そして、チャレンジスクールや定時制などいくつかの学校説明会に、少しずつ足を運ぶようになりました。
さまざまな学校を見学する中で、次第に希望が定まっていきます。
「やっぱり全日制の高校を受けたい」
「友達とわちゃわちゃしたいし、青春したいし、できれば恋愛だってしたい」
そんな思いを持ったようです。
内申点がほとんどなかったため、中学校の先生に相談して課題提出で補填していただいたり、登校日数よりもテストの結果を重視してくれる学校を探したり。12月からは再び塾にも通いました。
正直とても大変でしたが、なんとか全日制の高校への進学が決まりました。
――色々あったけれど、これでようやくトンネルを抜けた……!?
娘の気持ちを尊重し、ともに歩いた数か月。
希望をかなえる形で進学が決まり、わたしは明るい気持ちで春の訪れを感じていました。
けれども。 受験の合格は、ゴールではなかったのです。
二度目の不登校
明るい気持ちは、長くは続きませんでした。
入学して1か月ほど過ぎた頃、娘はまた、学校に行けなくなってしまったのです。
――これは簡単には行かない。
直観的に感じました。
いくつもの山を乗り越えた先の挫折だったため、娘の落ち込みは大きく、わたしの心も折れそうになりました。
そして強く思ったのです。
――子どもへの向き合い方を見なおさなければ。
ただ学校に戻ることを目指すのではなく、もっと根本的なところ――考え方を変えたり広げたりしながら、この子にとって最善だと思える道を探したい、と。
わたしの接し方に、よくないところがあったのだろう。
でも、わからない。
これまでも、散々自分を責めてきた。
本も読んだ。
でも――。
やり方を変えたいと思うのに、どう変えたらいいのかがわからない。
ぐるぐる、ぐるぐる。
答えの出ない問いばかりが、頭の中を巡り続けていました。
そんなとき東ちひろ先生のご発信に出会いました。駆け込むような気持ちで、子育て心理学カウンセラー養成講座の門をたたいたのです。
初期のハードルが低いココロ貯金
ココロ貯金がとてもよかったのは、簡単で行動にうつしやすいところ。具体的ですぐに使えて、子どもの成長に応じて形を変えていける、珠玉のメソッドだと思います。

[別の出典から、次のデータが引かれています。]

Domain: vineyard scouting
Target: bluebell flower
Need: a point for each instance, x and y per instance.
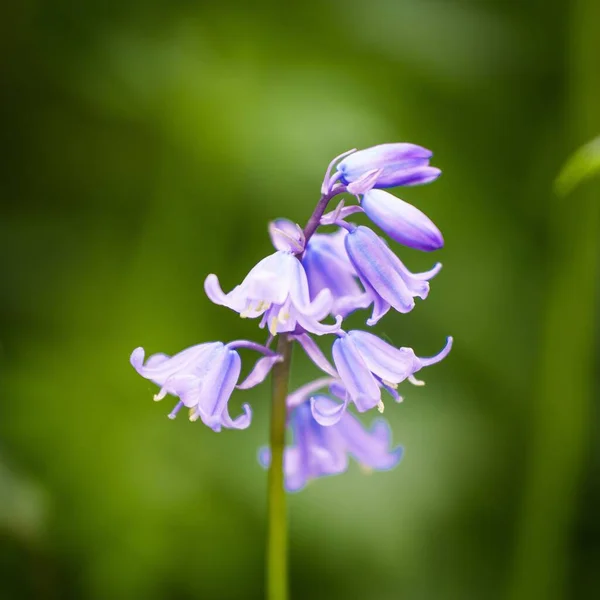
(328, 267)
(383, 274)
(277, 289)
(203, 377)
(393, 164)
(403, 222)
(318, 451)
(287, 236)
(365, 364)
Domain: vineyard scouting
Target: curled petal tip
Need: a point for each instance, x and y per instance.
(137, 358)
(425, 362)
(213, 290)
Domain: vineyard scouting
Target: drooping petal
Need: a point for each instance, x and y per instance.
(375, 264)
(160, 367)
(217, 387)
(241, 422)
(390, 364)
(354, 373)
(287, 236)
(315, 354)
(364, 183)
(234, 300)
(370, 449)
(418, 175)
(403, 222)
(312, 325)
(303, 393)
(426, 362)
(260, 371)
(400, 164)
(269, 281)
(325, 412)
(328, 267)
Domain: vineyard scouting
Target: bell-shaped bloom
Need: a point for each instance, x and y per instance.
(203, 377)
(318, 451)
(277, 289)
(365, 364)
(403, 222)
(394, 165)
(328, 267)
(383, 274)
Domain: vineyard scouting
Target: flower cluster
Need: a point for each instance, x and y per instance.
(306, 288)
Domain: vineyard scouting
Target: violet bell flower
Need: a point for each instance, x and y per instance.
(318, 451)
(390, 165)
(277, 289)
(403, 222)
(328, 267)
(203, 377)
(364, 364)
(383, 274)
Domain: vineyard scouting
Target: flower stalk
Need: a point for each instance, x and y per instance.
(277, 573)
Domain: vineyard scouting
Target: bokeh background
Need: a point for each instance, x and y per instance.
(147, 144)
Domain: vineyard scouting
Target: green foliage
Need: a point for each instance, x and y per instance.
(146, 145)
(583, 164)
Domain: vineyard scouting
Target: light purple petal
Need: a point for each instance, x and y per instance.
(338, 389)
(215, 294)
(315, 354)
(260, 371)
(286, 235)
(303, 393)
(340, 214)
(401, 221)
(241, 422)
(158, 368)
(295, 470)
(384, 360)
(358, 380)
(400, 164)
(264, 457)
(376, 266)
(426, 362)
(325, 412)
(314, 326)
(407, 176)
(218, 385)
(270, 280)
(364, 183)
(369, 448)
(326, 185)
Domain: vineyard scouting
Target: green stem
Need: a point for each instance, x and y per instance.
(564, 391)
(277, 577)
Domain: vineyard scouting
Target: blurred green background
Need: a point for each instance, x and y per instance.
(147, 144)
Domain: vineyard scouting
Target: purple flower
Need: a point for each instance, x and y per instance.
(318, 451)
(398, 164)
(403, 222)
(328, 267)
(364, 364)
(277, 289)
(203, 377)
(286, 235)
(383, 275)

講座を受けはじめた頃、娘は二度目の不登校にとても落ち込んでいて、心が塞ぎがちでした。
彼女の場合、調子が悪くなると睡眠の質が落ち、乱れてきます。
そもそも睡眠不足で、ぼうっとしていたり機嫌が悪かったりする。
そんな娘を相手に高度なことを言われても、できる気がしません。
また、感受性が鋭い子なので、変に持ち上げるのも、ほめるのも逆効果。
そんな娘に対しては、ただ“実況中継”すればよいココロ貯金が、とても現実的な方法でした。
「あ、お風呂入ったね」
「あ、食べたね」
他には名前を呼びかけてから挨拶をするなど、さりげない声がけなので、無理なく自然体で続けられます。
ささやかな関わりを重ねていくうちに娘の情緒は少しずつ安定し、眠りの質も上がっていきました。
娘の今とこれから
「復帰は難しいから、違う形にしたい」
高校1年の5月に再び学校に行けなくなった娘は、2学期がはじまる前にそう話し、12月に通信制の学校に転校しました。娘のスピードに合わせて、ときには立ち止まりながら歩んで来られたことは、よかったなと感じています。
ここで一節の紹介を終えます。